High Throughput Screening to Discover Bacterial DNA Gyrase Poisoning Inhibitors - Antibiotic resistance poses a severe public health threat, causing 2.8 million infections and 35,000 deaths
annually in the US. The lack of new antibiotics in the past three decades raises urgent concerns about the
potential revival of deadly infections, emphasizing the necessity for new antibiotics development. This phase I
application aims to establish and develop an innovative high throughput screening (HTS) assay to identify
specific bacterial DNA gyrase inhibitors, poisoning inhibitors that stabilize the gyrase-DNA cleavage-complexes
and convert gyrase into a DNA damaging machinery. Bacterial DNA gyrase is a highly conserved and essential
enzyme found in all bacteria, but not in humans. It is an important and clinically validated target for discovering
and developing new antibiotics. Indeed, fluoroquinolones (FQs), a type of DNA gyrase poisoning inhibitors, are
among the most successful antibiotics targeting DNA gyrase. Unfortunately, bacterial resistance to FQs has
emerged. Under certain circumstances, FQs have serious side effects. Furthermore, since FQs have been
explored extensively, the potential limit of what FQs can achieve has likely been reached. Therefore, it is
necessary to develop compounds with novel chemical scaffold targeting DNA gyrase. One challenge is to rapidly
and efficiently identify gyrase poisoning inhibitors from thousands or millions of compounds in small molecule
libraries since HTS assays are not available for such efforts. In this application, we propose to establish a unique
HTS assay that can rapidly identify specific bacterial DNA gyrase poisoning inhibitors from small molecule
libraries. Specific aims are to 1) develop a unique high throughput screening assay to discover bacterial DNA
gyrase poisoning inhibitors; 2) utilize T5 exonuclease AT-hairpin- and/or supercoiling-dependent fluorescence
quenching (SDFQ)-based HTS assays to confirm the identification of novel gyrase poisoning inhibitors; and 3)
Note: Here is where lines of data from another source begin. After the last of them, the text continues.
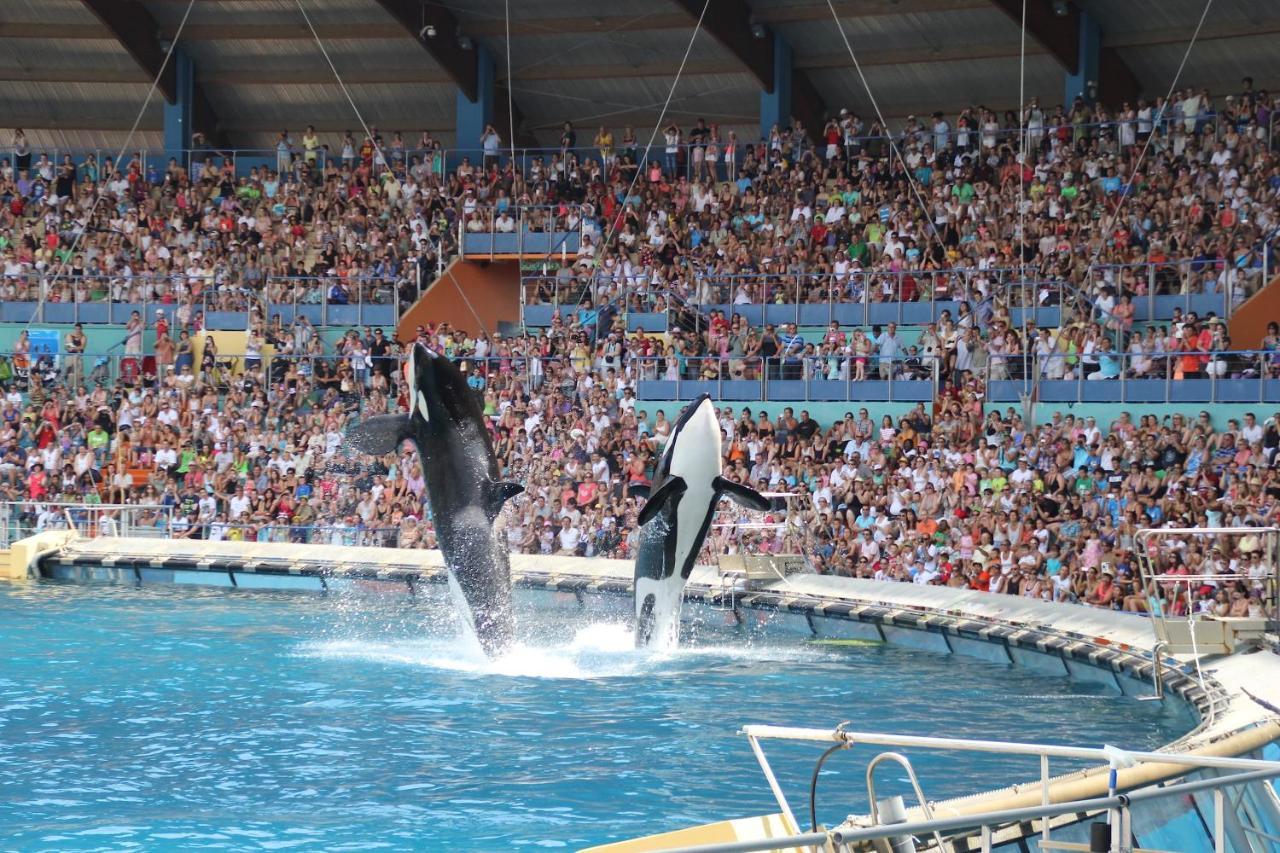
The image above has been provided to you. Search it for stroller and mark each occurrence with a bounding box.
[88,356,111,388]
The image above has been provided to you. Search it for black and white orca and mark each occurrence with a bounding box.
[635,394,769,647]
[347,345,524,656]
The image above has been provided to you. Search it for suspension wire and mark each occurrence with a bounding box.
[827,0,947,262]
[577,0,712,305]
[502,0,516,163]
[296,0,489,334]
[33,0,196,328]
[1084,0,1213,282]
[1014,0,1036,393]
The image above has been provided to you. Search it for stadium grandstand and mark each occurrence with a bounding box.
[0,0,1280,616]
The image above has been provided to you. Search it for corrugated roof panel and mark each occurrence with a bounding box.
[1124,36,1280,97]
[448,0,675,27]
[1076,0,1259,37]
[776,8,1019,55]
[499,73,760,142]
[146,0,392,28]
[0,38,150,76]
[0,124,164,151]
[809,56,1062,119]
[210,83,456,129]
[484,26,736,73]
[187,38,443,79]
[3,0,99,24]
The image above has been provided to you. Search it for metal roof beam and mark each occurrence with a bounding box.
[371,0,479,101]
[75,0,178,104]
[76,0,227,145]
[675,0,774,92]
[989,0,1080,74]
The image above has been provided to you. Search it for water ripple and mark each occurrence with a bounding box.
[0,573,1189,850]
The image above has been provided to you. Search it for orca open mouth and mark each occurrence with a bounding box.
[636,593,657,646]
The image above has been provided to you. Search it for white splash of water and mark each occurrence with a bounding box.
[300,614,838,679]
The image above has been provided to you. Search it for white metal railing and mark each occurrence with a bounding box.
[0,501,174,548]
[685,725,1280,853]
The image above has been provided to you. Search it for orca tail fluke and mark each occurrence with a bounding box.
[346,415,410,456]
[714,476,769,512]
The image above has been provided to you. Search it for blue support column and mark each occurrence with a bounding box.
[760,32,792,140]
[449,44,494,168]
[164,46,196,165]
[1062,9,1102,104]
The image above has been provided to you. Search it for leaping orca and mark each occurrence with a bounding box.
[347,343,525,656]
[635,394,769,647]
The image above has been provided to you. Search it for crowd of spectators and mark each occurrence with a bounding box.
[0,307,1280,612]
[514,78,1280,333]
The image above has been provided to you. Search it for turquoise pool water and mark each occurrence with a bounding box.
[0,581,1193,850]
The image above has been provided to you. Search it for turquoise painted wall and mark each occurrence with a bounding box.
[986,403,1280,429]
[636,400,928,429]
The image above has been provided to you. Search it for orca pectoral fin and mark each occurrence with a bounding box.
[636,476,689,528]
[347,415,408,456]
[714,476,769,512]
[485,480,525,519]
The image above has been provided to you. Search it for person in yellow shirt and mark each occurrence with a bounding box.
[595,124,613,163]
[302,124,320,167]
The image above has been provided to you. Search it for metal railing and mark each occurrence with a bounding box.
[669,725,1280,853]
[521,259,1249,329]
[0,105,1280,179]
[0,273,404,328]
[457,204,586,258]
[0,499,173,547]
[0,338,1280,403]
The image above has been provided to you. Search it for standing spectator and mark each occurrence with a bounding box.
[876,323,902,379]
[480,124,502,172]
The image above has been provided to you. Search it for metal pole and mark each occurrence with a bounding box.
[746,735,793,824]
[741,722,1280,768]
[1213,788,1226,853]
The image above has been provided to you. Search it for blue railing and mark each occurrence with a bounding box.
[521,259,1239,332]
[0,110,1277,179]
[0,273,401,330]
[12,347,1280,403]
[458,202,586,259]
[619,351,1280,403]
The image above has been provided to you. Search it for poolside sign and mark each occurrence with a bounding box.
[27,329,63,368]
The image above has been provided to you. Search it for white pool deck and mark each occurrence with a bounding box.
[15,533,1280,749]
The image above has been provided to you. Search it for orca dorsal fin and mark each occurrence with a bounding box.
[712,476,769,512]
[636,476,689,528]
[484,480,525,520]
[347,415,410,456]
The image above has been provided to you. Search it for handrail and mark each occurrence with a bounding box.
[739,725,1280,774]
[0,108,1254,175]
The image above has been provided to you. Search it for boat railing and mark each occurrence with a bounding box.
[668,725,1280,853]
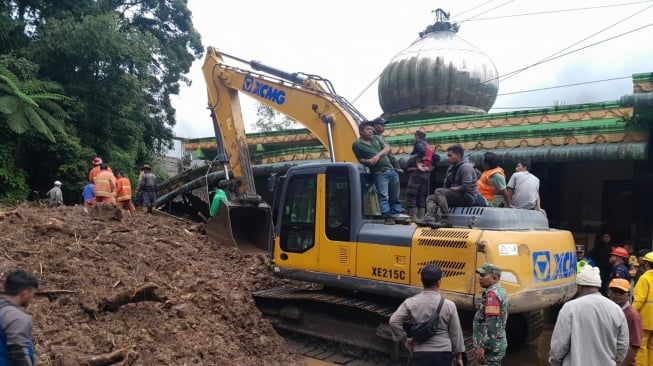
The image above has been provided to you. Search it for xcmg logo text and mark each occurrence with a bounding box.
[243,76,286,105]
[533,251,576,282]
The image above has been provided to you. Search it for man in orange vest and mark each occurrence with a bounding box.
[116,172,136,211]
[93,163,116,203]
[478,152,510,207]
[88,156,113,183]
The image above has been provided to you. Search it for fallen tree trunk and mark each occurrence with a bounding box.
[85,348,138,366]
[98,283,167,312]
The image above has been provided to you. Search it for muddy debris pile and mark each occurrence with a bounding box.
[0,206,303,366]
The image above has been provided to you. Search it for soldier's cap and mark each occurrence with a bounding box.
[608,278,630,292]
[476,263,501,276]
[421,264,442,281]
[372,117,388,125]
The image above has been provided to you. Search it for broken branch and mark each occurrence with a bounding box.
[98,283,167,312]
[86,348,127,366]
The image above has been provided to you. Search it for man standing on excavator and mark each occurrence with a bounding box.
[372,117,404,173]
[415,144,477,229]
[352,122,403,225]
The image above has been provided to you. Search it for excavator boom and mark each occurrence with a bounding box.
[202,47,364,249]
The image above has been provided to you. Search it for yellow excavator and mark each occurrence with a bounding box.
[203,47,576,365]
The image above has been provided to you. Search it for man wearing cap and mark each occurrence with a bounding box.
[473,263,508,366]
[576,244,594,273]
[372,117,404,173]
[138,164,156,214]
[390,264,465,366]
[633,252,653,366]
[88,156,113,183]
[608,278,642,366]
[93,163,116,203]
[610,247,630,281]
[116,172,136,211]
[549,266,628,366]
[45,180,63,207]
[351,122,403,225]
[406,130,440,220]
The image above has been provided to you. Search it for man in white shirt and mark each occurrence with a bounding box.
[549,266,629,366]
[506,159,543,211]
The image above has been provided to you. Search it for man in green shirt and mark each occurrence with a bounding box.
[473,263,508,366]
[352,122,403,225]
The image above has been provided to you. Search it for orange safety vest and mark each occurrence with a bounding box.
[116,177,132,201]
[93,170,116,197]
[478,166,506,201]
[88,165,113,183]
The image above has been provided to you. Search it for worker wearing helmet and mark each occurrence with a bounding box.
[88,156,113,183]
[610,247,630,281]
[576,244,595,273]
[633,252,653,366]
[93,163,116,203]
[45,180,63,207]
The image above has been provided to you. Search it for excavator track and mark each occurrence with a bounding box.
[253,286,476,366]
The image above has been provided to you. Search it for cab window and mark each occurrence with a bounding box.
[325,167,351,241]
[280,175,317,253]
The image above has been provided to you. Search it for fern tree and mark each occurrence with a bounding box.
[0,65,67,142]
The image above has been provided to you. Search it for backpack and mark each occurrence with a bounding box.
[410,296,444,343]
[424,143,440,167]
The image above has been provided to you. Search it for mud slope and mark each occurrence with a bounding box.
[0,206,303,366]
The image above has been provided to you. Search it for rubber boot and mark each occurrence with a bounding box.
[428,215,451,229]
[417,207,426,220]
[415,212,437,226]
[408,207,418,221]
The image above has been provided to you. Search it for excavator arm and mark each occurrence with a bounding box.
[202,47,364,187]
[202,47,365,249]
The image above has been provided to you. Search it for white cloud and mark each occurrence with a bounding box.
[173,0,653,138]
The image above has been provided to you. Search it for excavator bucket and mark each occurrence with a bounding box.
[205,202,272,251]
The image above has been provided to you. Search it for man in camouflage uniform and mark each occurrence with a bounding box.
[474,263,508,366]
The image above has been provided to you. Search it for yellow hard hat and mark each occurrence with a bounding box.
[642,252,653,263]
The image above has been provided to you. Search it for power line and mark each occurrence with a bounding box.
[458,0,515,24]
[393,76,632,113]
[497,76,632,96]
[457,0,495,16]
[420,76,632,108]
[496,23,653,85]
[458,0,653,21]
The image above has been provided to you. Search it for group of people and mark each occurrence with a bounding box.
[389,252,653,366]
[47,157,157,213]
[389,263,509,366]
[352,117,546,228]
[549,247,653,366]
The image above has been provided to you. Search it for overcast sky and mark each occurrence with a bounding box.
[173,0,653,138]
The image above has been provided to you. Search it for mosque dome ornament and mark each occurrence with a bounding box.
[378,9,499,117]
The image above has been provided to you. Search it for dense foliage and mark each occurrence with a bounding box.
[0,0,202,203]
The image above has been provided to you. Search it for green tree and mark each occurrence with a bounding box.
[256,102,299,132]
[0,0,203,201]
[0,62,67,142]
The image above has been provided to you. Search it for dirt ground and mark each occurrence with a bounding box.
[0,206,304,366]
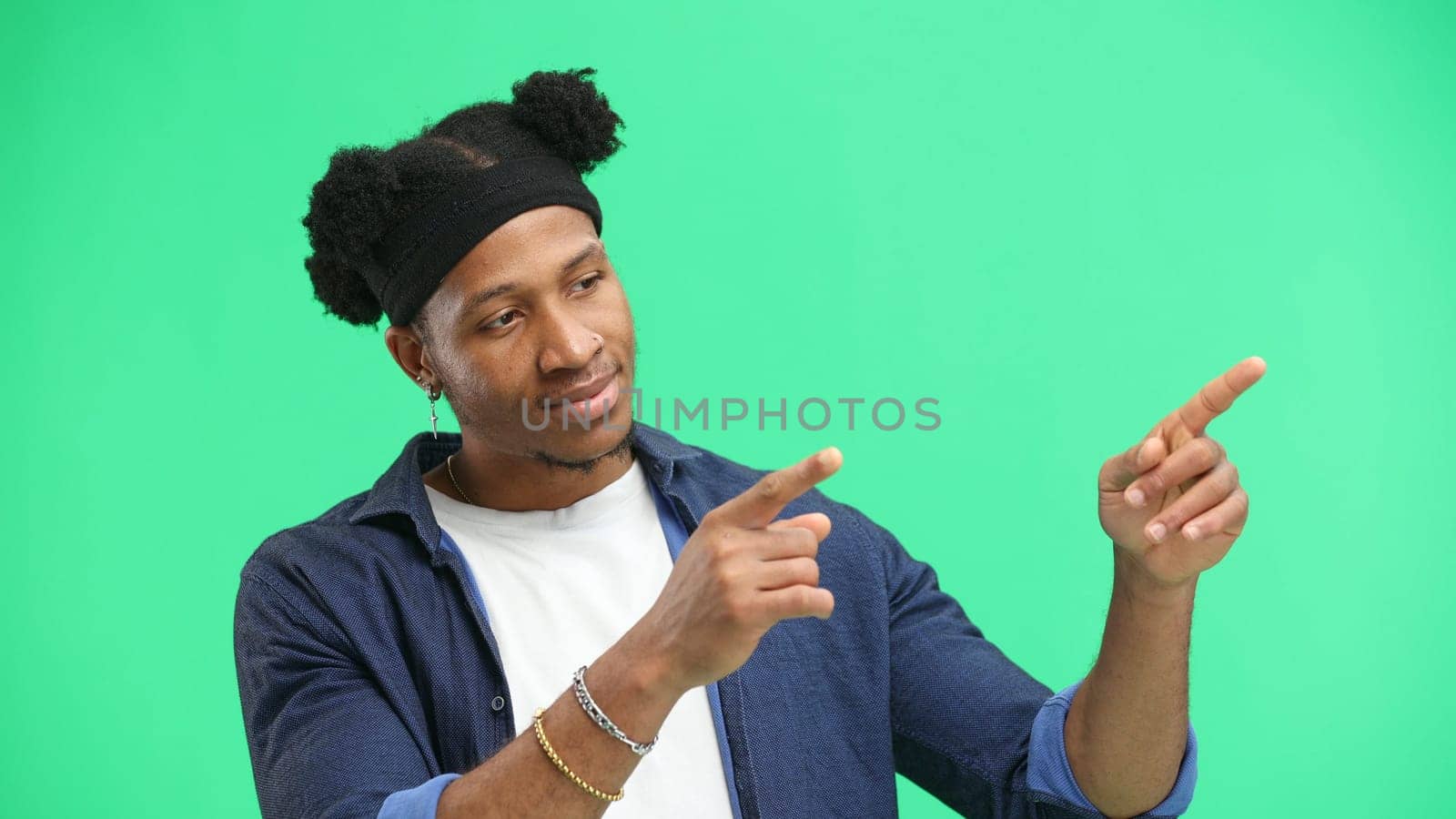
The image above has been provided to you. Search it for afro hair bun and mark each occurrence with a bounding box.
[301,146,399,325]
[511,68,624,175]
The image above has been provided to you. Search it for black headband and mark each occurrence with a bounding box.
[366,156,602,325]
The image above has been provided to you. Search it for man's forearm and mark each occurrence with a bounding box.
[1065,540,1197,816]
[435,621,682,819]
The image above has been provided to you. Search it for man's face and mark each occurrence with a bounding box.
[425,206,636,465]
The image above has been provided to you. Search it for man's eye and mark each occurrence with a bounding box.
[480,310,520,329]
[572,272,602,291]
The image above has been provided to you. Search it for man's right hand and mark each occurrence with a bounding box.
[633,446,843,693]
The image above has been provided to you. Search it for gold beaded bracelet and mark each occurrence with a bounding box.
[536,708,626,802]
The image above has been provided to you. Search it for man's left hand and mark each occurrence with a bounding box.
[1097,356,1265,587]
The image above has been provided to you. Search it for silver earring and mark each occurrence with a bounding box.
[418,379,441,439]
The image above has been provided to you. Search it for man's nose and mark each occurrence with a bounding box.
[541,304,606,373]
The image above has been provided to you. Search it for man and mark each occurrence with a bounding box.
[235,68,1264,819]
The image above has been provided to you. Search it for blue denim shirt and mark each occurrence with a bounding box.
[235,422,1197,819]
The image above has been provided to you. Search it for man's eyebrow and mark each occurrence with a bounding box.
[460,239,606,317]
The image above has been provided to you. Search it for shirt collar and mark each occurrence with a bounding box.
[349,421,702,565]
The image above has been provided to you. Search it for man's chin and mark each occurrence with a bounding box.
[529,422,632,470]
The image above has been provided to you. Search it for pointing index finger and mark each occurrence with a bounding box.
[713,446,844,529]
[1172,356,1267,436]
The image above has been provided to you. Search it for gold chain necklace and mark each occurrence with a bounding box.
[446,453,475,506]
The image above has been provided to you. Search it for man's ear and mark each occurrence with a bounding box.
[384,325,428,389]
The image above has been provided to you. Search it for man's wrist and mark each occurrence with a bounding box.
[604,631,686,703]
[1112,543,1198,608]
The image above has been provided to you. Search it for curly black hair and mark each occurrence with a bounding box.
[301,68,623,337]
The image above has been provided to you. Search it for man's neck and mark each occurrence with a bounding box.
[422,436,635,511]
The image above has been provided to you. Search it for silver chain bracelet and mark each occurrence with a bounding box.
[571,666,661,756]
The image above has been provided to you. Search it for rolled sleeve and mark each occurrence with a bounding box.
[1026,678,1198,819]
[379,774,460,819]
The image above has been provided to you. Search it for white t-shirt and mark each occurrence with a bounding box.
[425,460,733,819]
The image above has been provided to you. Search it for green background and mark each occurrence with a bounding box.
[0,0,1456,817]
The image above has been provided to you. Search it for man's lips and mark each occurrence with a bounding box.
[548,370,617,407]
[549,368,621,421]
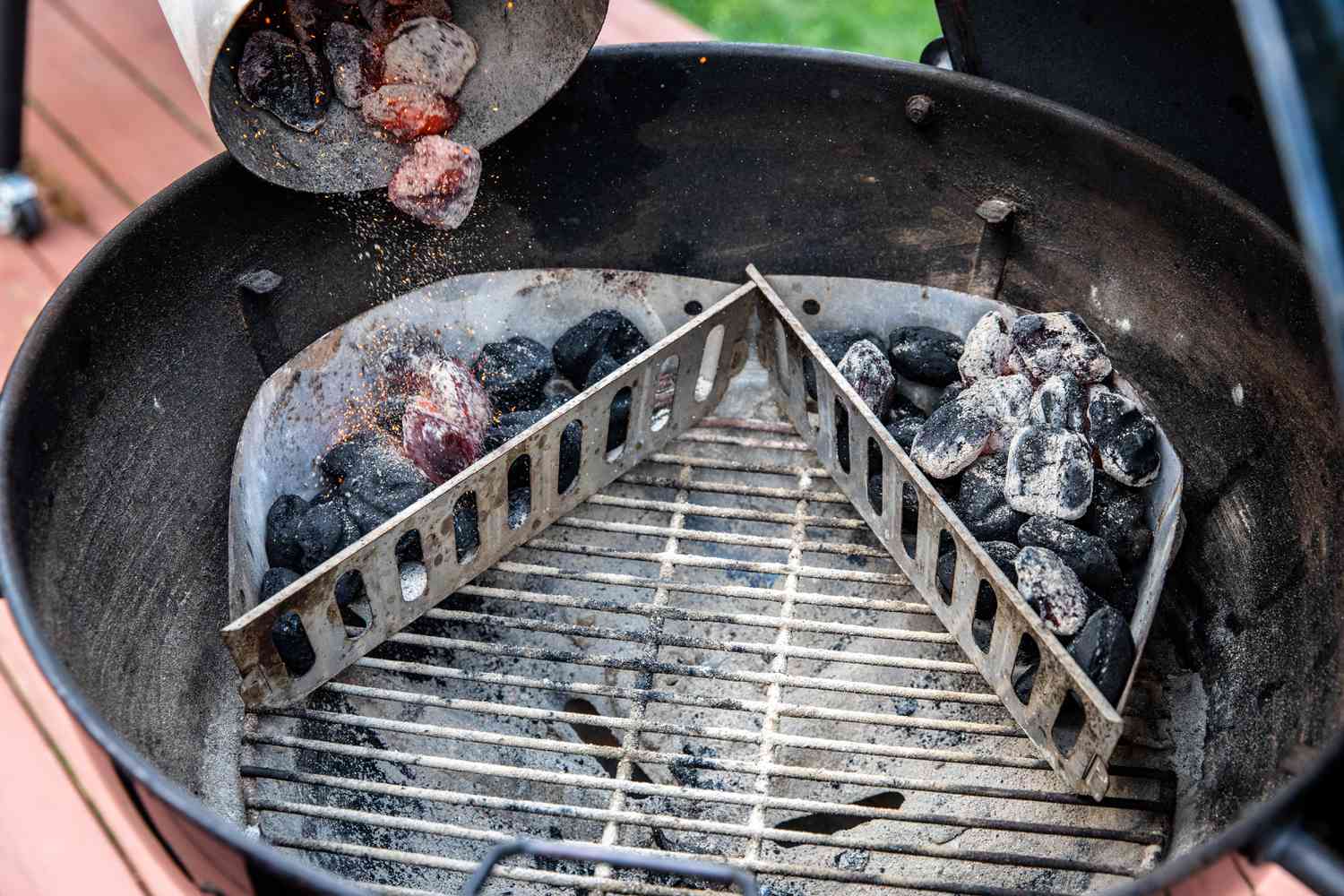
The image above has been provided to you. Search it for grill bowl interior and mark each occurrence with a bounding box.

miniaturize and automate the HTS assay. Successful execution of the proposed research could lead to
commercializing a suite of three biochemical HTS assays to identify inhibitors for DNA topoisomerases including
gyrase and screening large compound libraries for gyrase poisoning inhibitors in future HTS campaigns, which
will be pursued in a subsequent phase II application.